「「人生はまさに一期一会」」TOKYOタクシー かなさんの映画レビュー(感想・評価)
「人生はまさに一期一会」
個人タクシーの運転手、宇佐美浩二(木村拓哉)は夜勤明けで疲れ切っていました。娘の進学、車の車検と当面のお金に苦しむ状況でありました。朝方寝ていた浩二に同僚の運転手から電話が入り、東京柴又から高齢のマダム(倍賞千恵子)を老人ホームのある葉山まで乗せることになりました。
タクシーに乗ったマダムは東京の街をめぐりながら、浩二に話しかけます。戦争での東京大空襲、初恋、不遇な結婚、事件、そして意を決した行動。マダムの話の内容はまさに昭和史であり、昭和生まれの私にすれば、理解しやすく、ぐっとくるものがありました。

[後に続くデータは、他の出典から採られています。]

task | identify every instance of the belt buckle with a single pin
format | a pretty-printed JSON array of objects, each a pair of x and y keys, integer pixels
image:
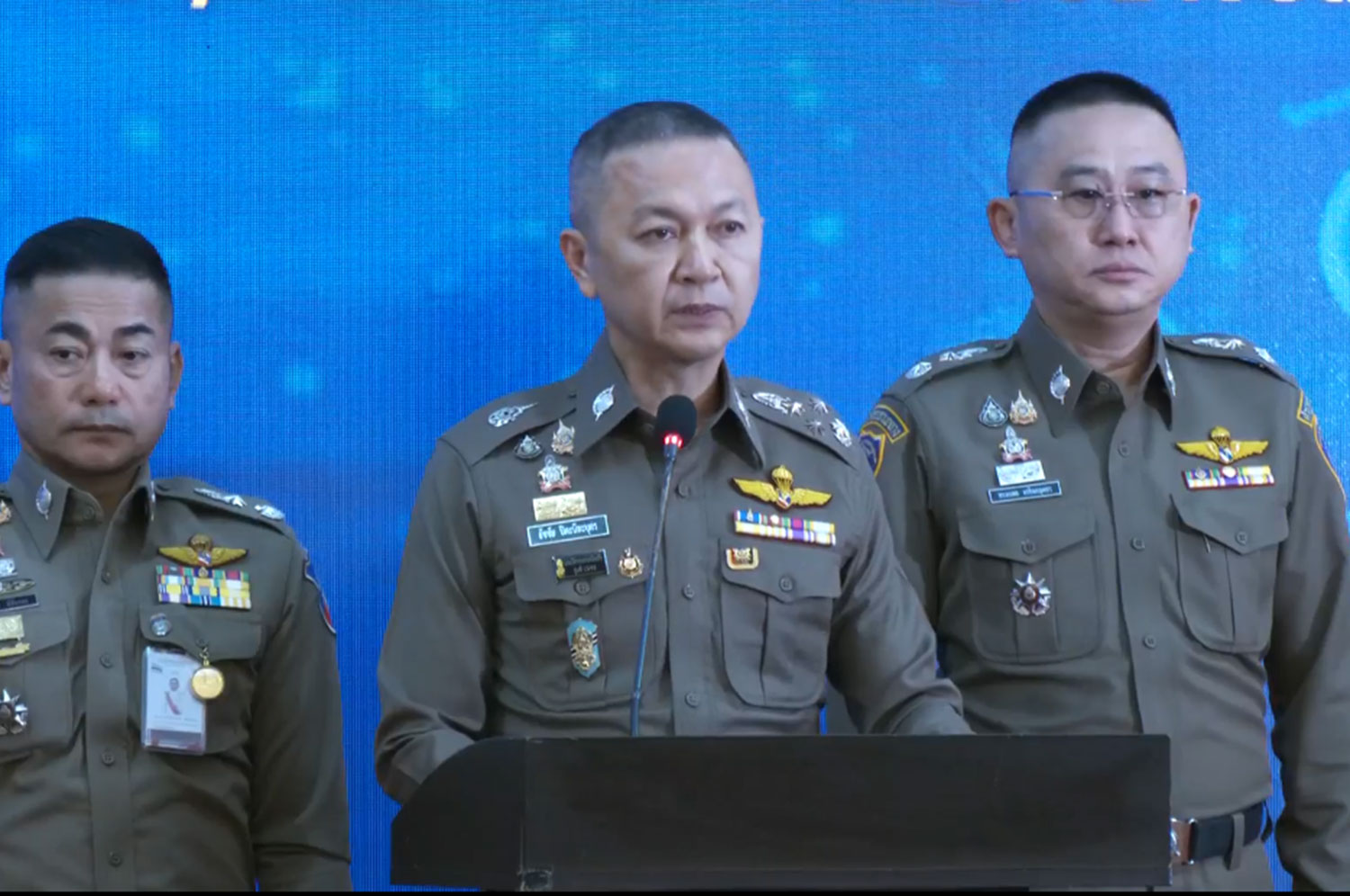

マダムはある提案をします。自分のことをすみれと運転手のことを浩二さんと呼び合いましょうと。そこから二人の心の距離感はぐっと近くなります。マダムは自分のことだけでなく、浩二の初恋や結婚の相手を聞き、奥さんのことを素直に愛していると言えない浩二にダメだしします。浩二もすみれさんの話を聞き、自分の妻に対する態度を深く考えさせる貴重なアドバイスと受け取ります。
二人のつながりは深くなります。横浜で一緒に食事し老人ホームに送り届ける浩二。すみれさんは乗客ではなく、浩二も運転手ではなく、一人の人間同士として深くつながりお互いを思いやります。二人の心の交流が手に取るように伝わってくる山田洋次監督の演出は見事でした。
すみれさんの若い時を蒼井優が好演。気が強く情熱的に演じているからこそ、不遇な結婚での事件もうなずけるような気がします。木村拓哉は、ほぼ受け身の抑えた演技が良かったです。話をよく聞く、じっくり聞く、相手の人生に入って聞く、その姿に倍賞千恵子が心を開いていく、まさに一期一会の素晴らしい出会いと別れがスクリーンに映し出されたのです。
このような静かな映画でありながら、見る者の心を揺さぶる映画を作れるのは、やはり「寅さん」シリーズや人間の優しさを表現してきた山田洋次監督の真骨頂でありましょう。人間は心で動く、この映画を観て改めて感じさせられました。